Reputation: 495
I have been looking at all questions/answers about to how drop consecutive duplicates selectively in a pandas dataframe, still cannot figure out the following scenario:
import pandas as pd
import numpy as np
def random_dates(start, end, n, freq, seed=None):
if seed is not None:
np.random.seed(seed)
dr = pd.date_range(start, end, freq=freq)

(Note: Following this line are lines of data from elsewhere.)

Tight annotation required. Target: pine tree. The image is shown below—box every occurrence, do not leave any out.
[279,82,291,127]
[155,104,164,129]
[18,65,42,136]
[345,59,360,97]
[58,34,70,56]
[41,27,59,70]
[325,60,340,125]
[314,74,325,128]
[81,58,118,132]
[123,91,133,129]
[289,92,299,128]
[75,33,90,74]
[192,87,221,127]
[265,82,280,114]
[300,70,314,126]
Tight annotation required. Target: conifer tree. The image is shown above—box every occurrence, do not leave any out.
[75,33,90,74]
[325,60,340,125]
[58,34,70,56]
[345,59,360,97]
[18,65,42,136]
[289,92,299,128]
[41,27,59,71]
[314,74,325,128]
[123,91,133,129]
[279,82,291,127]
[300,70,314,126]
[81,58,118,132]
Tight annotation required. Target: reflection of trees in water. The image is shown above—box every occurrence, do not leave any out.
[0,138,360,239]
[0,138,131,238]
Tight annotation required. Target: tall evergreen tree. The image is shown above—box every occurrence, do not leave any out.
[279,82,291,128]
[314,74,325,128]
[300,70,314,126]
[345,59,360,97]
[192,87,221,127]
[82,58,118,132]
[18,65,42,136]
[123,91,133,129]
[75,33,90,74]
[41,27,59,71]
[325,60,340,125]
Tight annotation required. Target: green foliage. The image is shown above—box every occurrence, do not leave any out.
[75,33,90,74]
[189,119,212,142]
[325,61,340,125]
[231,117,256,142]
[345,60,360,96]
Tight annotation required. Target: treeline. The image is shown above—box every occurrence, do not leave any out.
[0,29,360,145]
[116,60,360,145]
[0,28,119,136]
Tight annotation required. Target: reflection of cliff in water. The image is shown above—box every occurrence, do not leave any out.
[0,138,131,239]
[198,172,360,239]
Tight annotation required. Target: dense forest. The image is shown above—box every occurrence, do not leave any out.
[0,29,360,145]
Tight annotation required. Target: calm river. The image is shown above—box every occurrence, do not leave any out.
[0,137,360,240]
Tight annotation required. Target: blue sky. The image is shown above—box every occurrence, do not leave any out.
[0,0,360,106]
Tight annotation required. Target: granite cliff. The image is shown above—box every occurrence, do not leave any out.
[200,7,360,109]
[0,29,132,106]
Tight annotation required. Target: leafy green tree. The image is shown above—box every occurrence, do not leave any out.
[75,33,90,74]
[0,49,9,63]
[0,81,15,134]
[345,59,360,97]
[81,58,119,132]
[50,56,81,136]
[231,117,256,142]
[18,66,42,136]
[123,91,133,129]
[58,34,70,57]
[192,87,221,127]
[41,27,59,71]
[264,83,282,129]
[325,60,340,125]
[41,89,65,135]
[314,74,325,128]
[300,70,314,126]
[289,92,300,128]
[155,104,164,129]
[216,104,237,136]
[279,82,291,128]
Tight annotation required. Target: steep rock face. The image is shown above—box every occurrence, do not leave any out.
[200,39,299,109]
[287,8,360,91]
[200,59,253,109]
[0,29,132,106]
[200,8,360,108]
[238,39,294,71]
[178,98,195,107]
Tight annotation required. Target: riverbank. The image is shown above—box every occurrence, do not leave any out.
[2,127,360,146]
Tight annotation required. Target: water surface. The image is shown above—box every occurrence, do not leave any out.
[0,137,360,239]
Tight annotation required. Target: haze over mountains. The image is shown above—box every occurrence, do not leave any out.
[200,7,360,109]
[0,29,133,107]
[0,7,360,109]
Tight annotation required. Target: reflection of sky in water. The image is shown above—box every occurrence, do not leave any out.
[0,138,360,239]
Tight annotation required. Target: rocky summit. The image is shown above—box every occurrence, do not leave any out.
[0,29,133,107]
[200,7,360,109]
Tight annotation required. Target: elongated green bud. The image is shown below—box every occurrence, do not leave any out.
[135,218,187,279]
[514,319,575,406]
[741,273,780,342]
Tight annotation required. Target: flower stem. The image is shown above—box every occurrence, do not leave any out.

return pd.to_datetime(np.sort(np.random.choice(dr, n, replace=False)))
date = random_dates('2018-01-01', '2018-01-12', 20, 'H', seed=[3, 1415])
data = {'Timestamp': date,
'Message': ['Message received.','Sending...', 'Sending...', 'Sending...', 'Work in progress...', 'Work in progress...',
'Message received.','Sending...', 'Sending...','Work in progress...',
'Message received.','Sending...', 'Sending...', 'Sending...','Work in progress...', 'Work in progress...', 'Work in progress...',
'Message received.','Sending...', 'Sending...']}
df = pd.DataFrame(data, columns = ['Timestamp', 'Message'])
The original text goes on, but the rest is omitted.